With this knowledge, the surreal composition’s disparate elements become phantom-like witnesses to a cruel chapter of colonial history. By pointing at the atrocious acts of recent history, Orupabo’s work is a reminder of how questions of social positions and race are embedded in language.

- Artist, title and year
- Picnic, 2024
- Print technique
- Photogravure on Somerset 300 g Paper size 140.5 × 199.5 cm (55.3 × 78.5 in)

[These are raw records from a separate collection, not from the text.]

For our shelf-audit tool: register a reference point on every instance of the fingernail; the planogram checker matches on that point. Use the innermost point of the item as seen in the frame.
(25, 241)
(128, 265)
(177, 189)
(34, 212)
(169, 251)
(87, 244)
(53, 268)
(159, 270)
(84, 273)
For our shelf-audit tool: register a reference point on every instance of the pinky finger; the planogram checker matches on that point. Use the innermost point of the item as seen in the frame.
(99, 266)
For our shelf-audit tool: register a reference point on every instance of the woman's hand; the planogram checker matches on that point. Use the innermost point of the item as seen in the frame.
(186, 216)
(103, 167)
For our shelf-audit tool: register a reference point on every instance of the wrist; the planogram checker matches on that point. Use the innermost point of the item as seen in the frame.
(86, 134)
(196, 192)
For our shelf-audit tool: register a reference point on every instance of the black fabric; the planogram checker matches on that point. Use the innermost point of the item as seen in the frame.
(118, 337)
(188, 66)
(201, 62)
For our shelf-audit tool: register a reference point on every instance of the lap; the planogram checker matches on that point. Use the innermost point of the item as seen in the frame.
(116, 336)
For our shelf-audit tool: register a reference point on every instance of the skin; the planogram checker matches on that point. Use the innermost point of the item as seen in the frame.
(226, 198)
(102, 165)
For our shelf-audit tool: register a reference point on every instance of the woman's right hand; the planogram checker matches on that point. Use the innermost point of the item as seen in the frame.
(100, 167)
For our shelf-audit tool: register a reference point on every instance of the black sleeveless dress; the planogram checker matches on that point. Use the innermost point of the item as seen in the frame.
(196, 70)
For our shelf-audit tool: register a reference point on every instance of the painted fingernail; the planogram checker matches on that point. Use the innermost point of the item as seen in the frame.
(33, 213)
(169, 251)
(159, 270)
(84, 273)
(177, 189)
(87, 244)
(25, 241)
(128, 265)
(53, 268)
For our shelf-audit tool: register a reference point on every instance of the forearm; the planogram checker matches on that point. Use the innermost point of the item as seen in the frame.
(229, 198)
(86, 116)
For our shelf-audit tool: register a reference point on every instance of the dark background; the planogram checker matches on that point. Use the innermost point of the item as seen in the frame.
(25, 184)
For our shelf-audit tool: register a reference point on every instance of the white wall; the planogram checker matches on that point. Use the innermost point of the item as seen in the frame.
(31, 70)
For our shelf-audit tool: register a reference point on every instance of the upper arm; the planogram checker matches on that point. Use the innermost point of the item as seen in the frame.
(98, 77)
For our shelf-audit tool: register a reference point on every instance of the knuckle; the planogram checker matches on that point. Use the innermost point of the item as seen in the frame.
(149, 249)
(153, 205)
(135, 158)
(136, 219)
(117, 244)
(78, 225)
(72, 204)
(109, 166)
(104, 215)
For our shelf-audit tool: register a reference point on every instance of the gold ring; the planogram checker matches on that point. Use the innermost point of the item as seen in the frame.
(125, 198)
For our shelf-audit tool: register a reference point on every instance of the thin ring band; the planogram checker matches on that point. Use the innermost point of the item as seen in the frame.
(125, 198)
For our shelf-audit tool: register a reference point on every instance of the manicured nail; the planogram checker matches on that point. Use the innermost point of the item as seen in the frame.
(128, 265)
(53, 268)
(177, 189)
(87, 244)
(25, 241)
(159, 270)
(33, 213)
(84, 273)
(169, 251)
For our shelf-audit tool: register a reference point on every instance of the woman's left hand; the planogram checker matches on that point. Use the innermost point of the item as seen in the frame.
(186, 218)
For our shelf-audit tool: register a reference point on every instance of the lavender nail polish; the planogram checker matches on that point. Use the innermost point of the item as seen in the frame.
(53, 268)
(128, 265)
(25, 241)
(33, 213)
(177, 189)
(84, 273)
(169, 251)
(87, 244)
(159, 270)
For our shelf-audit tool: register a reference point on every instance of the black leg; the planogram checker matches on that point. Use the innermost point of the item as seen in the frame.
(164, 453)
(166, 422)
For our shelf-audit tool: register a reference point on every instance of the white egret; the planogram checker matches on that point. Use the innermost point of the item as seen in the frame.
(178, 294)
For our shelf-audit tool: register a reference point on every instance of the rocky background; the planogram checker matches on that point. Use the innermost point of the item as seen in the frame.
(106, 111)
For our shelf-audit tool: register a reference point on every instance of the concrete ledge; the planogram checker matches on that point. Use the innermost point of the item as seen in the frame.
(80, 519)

- Additional info on this edition:
- The print is constructed from four abutted sheets of paper.
- Edition
- Edition of 8
- Price
- 20.000 EUR (excl. VAT)
- Registration number:
- ID: FrO 24 003-1
About Frida Orupabo
Frida Orupabo, born 1986 in Sarpsborg, Norway, lives and works in Oslo. A trained sociologist, she first gained international attention with her instagram account @nemiepeba, a curated collection of imagery from digitized colonial archives and other internet sources, which led to artist and filmmaker Arthur Jaffa inviting her to present her work in a 2017 group exhibition at Serpentine North Gallery in London.
Orupabo’s practice centres around reclaiming Black historical and cultural narratives, investigating the suppressive power of the gaze, as well as its potential to challenge and reshape social and political power dynamics. Working with photographic as well as moving imagery, her practice incorporates a wide range of formats spanning from sculpture to video. Orupabo has been collaborating with BORCH Editions since 2024. Her first project, three large-scale photogravures based on digital collages, explored the tactile qualities of intaglio printmaking. In her photogravures Cover I & II, she deploys blind embossing to further investigate the sculptural potential of this classic printing technique.
Orupabo’s work is rich in recurring pictorial elements, among them references to playing cards. Picnic contains the image of a colonial card game portraying a Black person, a reference to lynchings in the United States during which white spectators would consume food and drinks on picnic blankets as a recreational pastime. Clover I & II are based on stills from the blaxploitation film Abby, framed by a three-leave clover reminiscent of the shape of the card-suit Clubs. In Orupabo’s hands, seemingly innocuous shapes turn into visual indicators of the way in which playful pastime activities were intertwined with anti-Black racism.
Solo exhibitions of Frida Orupabo’s work include Astrup Fearnley Museum, Oslo and Sprengel Museum, Hanover (both 2025); Bonniers Konsthall, Stockholm 2024; Fotomuseum Winterthur, Switzerland (2022); Museu Afro Brasil, São Paulo (2021), and Huis Marseille, Amsterdam (2020), among others.
Her work is included in numerous public collections, among them Guggenheim Museum, New York City; LACMA, Los Angeles; Jumex Museum, Mexico City; Tate, UK; Victoria and Albert Museum, London; Museum Ludwig, Cologne; MUMOK, Vienna; Nasjonalmuseet, Oslo; Moderna Museet, Sweden; and Louisiana Museum of Modern Art, Denmark.